There’s more to the two Italian aperitifs than you might think. Our taste in food and drink seems to be getting rather, well, bitter these days. But that’s a good thing, especially when it comes to appreciating the delights of acerbic aperitifs like Aperol and Campari.
When it comes to summertime cocktails, it’s hard to beat a Negroni or Aperol Spritz. Both are decidedly refreshing without being particularly sweet. Traditionally consumed to stimulate the palate before eating, Aperol and Campari have been popular in their native Italy for well over a century.

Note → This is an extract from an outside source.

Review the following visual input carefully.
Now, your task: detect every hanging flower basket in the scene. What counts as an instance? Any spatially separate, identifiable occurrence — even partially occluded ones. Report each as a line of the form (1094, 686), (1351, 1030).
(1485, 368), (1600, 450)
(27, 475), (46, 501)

Yet the bitterness and complexity of these drinks has long prevented them from achieving mainstream popularity in nations like the U.S., which typically favours sweeter beverages.
ORIGIN
Though they are now both owned and produced by the Campari Group, Aperol and Campari were first concocted some 60 years and 150 miles apart. Campari was invented by Signore Campari himself — Gaspare Campari — in Novara, Italy in 1860.

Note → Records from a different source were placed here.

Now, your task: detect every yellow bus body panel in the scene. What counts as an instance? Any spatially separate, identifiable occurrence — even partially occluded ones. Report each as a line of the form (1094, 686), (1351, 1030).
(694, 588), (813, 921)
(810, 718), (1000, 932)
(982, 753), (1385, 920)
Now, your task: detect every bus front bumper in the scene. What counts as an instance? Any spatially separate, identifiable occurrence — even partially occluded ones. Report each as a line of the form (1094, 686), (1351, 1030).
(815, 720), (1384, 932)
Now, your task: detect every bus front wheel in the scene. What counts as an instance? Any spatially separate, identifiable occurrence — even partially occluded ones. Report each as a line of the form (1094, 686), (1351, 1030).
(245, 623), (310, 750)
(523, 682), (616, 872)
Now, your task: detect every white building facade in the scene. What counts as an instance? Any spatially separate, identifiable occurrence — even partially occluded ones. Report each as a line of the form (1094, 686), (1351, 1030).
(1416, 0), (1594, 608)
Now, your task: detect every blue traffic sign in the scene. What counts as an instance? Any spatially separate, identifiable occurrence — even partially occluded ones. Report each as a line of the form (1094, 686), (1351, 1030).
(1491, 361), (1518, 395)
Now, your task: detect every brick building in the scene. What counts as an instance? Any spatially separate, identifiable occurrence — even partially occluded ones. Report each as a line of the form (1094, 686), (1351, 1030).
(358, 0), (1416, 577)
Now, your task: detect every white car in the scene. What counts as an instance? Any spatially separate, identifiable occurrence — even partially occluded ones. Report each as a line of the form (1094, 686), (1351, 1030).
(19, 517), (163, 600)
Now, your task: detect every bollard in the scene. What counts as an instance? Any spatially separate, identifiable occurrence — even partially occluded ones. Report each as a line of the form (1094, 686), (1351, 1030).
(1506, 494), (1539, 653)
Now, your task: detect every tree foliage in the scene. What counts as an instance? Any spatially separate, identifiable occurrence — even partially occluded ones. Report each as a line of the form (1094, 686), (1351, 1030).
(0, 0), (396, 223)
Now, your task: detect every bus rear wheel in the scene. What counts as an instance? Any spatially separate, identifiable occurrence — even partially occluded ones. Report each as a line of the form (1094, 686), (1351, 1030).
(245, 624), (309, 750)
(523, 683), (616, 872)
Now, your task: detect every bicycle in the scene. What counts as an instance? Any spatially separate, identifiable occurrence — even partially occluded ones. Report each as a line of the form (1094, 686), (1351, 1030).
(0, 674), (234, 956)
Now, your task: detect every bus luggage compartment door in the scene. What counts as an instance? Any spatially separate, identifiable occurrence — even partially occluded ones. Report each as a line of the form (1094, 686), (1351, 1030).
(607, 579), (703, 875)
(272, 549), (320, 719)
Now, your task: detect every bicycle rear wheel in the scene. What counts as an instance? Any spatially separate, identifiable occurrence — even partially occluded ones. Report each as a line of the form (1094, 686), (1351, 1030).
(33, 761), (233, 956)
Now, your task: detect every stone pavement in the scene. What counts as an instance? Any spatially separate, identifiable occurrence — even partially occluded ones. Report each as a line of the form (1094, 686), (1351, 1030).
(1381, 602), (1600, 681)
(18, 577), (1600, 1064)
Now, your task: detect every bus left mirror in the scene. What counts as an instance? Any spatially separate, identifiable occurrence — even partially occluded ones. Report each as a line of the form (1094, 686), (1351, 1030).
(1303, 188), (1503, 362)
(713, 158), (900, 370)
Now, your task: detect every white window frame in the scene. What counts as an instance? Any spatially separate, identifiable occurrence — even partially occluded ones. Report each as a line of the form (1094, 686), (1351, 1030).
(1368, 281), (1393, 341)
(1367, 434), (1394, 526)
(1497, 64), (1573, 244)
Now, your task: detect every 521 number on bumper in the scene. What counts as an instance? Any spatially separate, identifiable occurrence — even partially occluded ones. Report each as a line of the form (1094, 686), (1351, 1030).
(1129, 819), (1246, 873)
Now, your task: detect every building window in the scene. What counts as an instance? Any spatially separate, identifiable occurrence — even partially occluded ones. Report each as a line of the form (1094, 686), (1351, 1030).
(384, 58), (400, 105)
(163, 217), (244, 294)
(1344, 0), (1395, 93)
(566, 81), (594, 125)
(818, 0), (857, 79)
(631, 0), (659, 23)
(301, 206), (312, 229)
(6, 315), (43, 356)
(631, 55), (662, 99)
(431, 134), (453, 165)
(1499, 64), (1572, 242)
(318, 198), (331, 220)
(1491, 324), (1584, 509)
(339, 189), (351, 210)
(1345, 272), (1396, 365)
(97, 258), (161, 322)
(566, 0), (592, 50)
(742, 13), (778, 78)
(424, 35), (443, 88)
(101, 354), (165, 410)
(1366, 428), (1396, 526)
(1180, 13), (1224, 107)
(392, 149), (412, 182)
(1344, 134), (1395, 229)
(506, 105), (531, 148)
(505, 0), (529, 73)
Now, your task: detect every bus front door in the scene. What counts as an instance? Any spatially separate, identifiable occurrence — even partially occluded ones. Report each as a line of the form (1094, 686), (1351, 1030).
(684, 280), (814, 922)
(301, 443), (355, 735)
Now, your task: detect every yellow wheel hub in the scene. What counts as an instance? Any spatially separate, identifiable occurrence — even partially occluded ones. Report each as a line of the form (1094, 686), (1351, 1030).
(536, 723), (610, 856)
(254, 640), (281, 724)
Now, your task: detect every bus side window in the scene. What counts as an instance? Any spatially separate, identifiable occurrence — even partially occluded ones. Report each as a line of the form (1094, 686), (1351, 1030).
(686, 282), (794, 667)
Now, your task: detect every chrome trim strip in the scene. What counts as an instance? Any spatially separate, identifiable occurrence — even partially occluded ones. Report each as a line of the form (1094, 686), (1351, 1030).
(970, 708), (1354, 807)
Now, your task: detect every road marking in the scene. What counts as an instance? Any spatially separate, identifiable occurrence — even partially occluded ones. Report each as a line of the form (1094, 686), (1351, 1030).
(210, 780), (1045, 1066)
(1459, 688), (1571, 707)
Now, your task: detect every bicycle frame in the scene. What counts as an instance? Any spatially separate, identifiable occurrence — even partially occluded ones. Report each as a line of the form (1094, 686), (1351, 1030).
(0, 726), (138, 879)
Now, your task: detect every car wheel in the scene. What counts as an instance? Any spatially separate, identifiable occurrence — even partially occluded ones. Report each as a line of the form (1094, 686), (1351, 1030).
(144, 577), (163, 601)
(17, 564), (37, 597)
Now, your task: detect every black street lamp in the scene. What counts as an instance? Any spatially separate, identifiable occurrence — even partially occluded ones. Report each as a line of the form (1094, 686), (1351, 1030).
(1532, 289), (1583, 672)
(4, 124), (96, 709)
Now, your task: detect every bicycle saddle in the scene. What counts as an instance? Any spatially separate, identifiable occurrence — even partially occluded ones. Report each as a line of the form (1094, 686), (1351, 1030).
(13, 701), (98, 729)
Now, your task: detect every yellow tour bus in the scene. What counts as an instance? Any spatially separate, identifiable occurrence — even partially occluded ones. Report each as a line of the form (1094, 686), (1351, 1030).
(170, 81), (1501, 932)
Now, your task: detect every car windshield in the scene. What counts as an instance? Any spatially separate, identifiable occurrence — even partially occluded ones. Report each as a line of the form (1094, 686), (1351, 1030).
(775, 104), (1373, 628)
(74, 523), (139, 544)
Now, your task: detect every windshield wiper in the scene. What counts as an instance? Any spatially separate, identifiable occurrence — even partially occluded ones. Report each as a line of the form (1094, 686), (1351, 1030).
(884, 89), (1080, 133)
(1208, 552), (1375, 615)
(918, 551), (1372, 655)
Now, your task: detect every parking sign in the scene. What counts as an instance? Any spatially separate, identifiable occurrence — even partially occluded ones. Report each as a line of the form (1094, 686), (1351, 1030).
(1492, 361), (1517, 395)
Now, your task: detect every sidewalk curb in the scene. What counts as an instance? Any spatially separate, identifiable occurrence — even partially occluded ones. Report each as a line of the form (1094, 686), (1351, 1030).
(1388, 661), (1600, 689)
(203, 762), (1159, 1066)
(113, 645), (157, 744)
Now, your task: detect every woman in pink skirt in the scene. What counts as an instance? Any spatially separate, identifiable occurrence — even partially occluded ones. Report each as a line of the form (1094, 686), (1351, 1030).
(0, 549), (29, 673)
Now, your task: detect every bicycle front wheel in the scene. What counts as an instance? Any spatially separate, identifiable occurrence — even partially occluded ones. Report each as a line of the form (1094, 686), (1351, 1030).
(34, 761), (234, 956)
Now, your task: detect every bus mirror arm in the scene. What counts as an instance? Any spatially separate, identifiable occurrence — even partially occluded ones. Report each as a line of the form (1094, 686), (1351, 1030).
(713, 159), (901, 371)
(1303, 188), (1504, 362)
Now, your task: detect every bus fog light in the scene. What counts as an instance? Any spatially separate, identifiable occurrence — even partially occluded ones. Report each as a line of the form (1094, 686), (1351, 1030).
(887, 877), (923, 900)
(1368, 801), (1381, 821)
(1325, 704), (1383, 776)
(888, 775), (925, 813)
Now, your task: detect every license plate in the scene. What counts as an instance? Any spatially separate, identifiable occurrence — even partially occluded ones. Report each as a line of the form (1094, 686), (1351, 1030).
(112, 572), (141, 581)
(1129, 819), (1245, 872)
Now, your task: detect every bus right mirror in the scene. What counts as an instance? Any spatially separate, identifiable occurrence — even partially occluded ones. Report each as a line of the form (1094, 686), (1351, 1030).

Aperol, meanwhile, didn’t appear on the aperitivo scene until later, in 1919, when it was created by brothers Luigi and Silvio Barbieri in Padua.
COLOUR PROFILES
Aperol and Campari are easy to spot due to their bright colours. While the origins of Aperol’s red-orange hue are intentionally shrouded in mystery, Campari’s radiant bright red used to come from carmine dye, which was derived from crushed cochineal insects. However, Gruppo Campari ceased using carmine in its production in 2006.
FLAVOUR
Both Aperol and Campari are characterised by rich, orange sweetness and bitter herbal undertones. A typical sip starts sweet and slowly changes as you begin to distinguish a near-infinite combination of herb and spice flavours, before finally reaching a persisting, pleasant, bitter finish.
Aperol is, without doubt, the more approachable of the two, like a light, crushable lager tasted next to a craft beer with astronomical IBUs. It is sweeter and fruitier, while Campari is challenging and unapologetically bitter.
COCKTAILS
With a lower alcohol content and softer flavour, Aperol is more commonly found in lighter cocktails, like the ubiquitous summer favourite, the Aperol Spritz. The bigger and bolder Campari, however, confidently holds its own in boozier mixes such as the Negroni.